Review: VIA Artigo Pico-ITX Builder Kit A1000

Say you needed a small PC with low power requirements to install inside a car or even inside a PCs drive bay. Well, friend, you should consider $300 VIA’s Artigo Pico-ITX. This tiny thing out-minis the Mac Mini and can run fast enough to put some of your older PCs to shame.


The Pico is an ultra-lightweight compact PC marketed to hobbyists and PC enthusiasts alike. It’s about half the size of a DVD-Drive and will even fit in a spare 5.25” drive slot – it even has the necessary mounting holes). Exact measurements are 5.9 x 4.3 x 1.8 inches (15 x 11 x 4.5 cm) and it weighs around one pound.

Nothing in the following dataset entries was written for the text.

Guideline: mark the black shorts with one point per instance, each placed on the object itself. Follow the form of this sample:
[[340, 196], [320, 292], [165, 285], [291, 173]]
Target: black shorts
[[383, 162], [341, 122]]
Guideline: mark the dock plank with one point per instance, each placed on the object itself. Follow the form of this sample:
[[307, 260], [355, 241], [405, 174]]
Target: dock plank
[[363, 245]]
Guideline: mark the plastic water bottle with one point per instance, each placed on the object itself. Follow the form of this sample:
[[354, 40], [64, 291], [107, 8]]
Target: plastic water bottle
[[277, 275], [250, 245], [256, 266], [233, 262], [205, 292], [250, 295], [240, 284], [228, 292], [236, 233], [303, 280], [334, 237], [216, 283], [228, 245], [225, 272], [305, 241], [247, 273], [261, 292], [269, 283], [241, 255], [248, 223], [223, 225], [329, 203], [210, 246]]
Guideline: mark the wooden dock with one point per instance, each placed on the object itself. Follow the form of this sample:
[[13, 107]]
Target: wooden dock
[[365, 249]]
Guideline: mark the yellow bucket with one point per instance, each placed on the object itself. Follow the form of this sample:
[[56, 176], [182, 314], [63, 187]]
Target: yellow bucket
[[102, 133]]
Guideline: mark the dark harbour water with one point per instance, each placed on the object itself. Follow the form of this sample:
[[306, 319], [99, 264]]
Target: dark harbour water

Suffice it to say, the unit is tiny for a functional PC. The Pico-ITX has 4 USB ports, a power button (with proper click action), power & HDD indicators, audio jacks, a standard VGA connector and standard Ethernet port; all within a vented high luster black case. There are also a slew of cables to connect up any other things you may need like a ps2 keyboard or DVD-Drive. The overall construction feels solid.

Our review unit came with a hard drive, RAM and embedded OS, but you will need to supply those separately for the retail units. There’s just the right amount of space for a standard 2.5” IDE hard drive and one memory module (uses SO-DIMM DDR2 533 MHz module). The maximum supported memory is 1GB – not much by today’s standards, but enough to run most applications.

Once connected, the system booted up into Windows CE Embedded 6.0 in around 15 seconds – not bad. Sadly, Windows CE 6.0 just doesn’t cut it unless you need a super light weight OS. Getting XP installed was a pain, but it can be done without a CD. Linux is also supported. VIA’s support website mentions that Vista is unsupported at this time – but considering the overall spec for this, performance would be abysmal. Noise levels were negligible.

Built around a VIA Esther (C7) CPU clocked at 1 GHz the Pico can accomplish many smaller tasks just fine. Geekbench rating for this kit was 384. Note: I wouldn’t use this to recode video, but it’s perfect as a mini media center for a car or for a home web server. One of the most attractive features is the low power consumption. With power consumption around 13 Watts (20W loaded) the Pico will cost less than $25 to run non-stop for a year.

Bottom Line
While this is not going to break any compute records, it is a solid platform to build upon.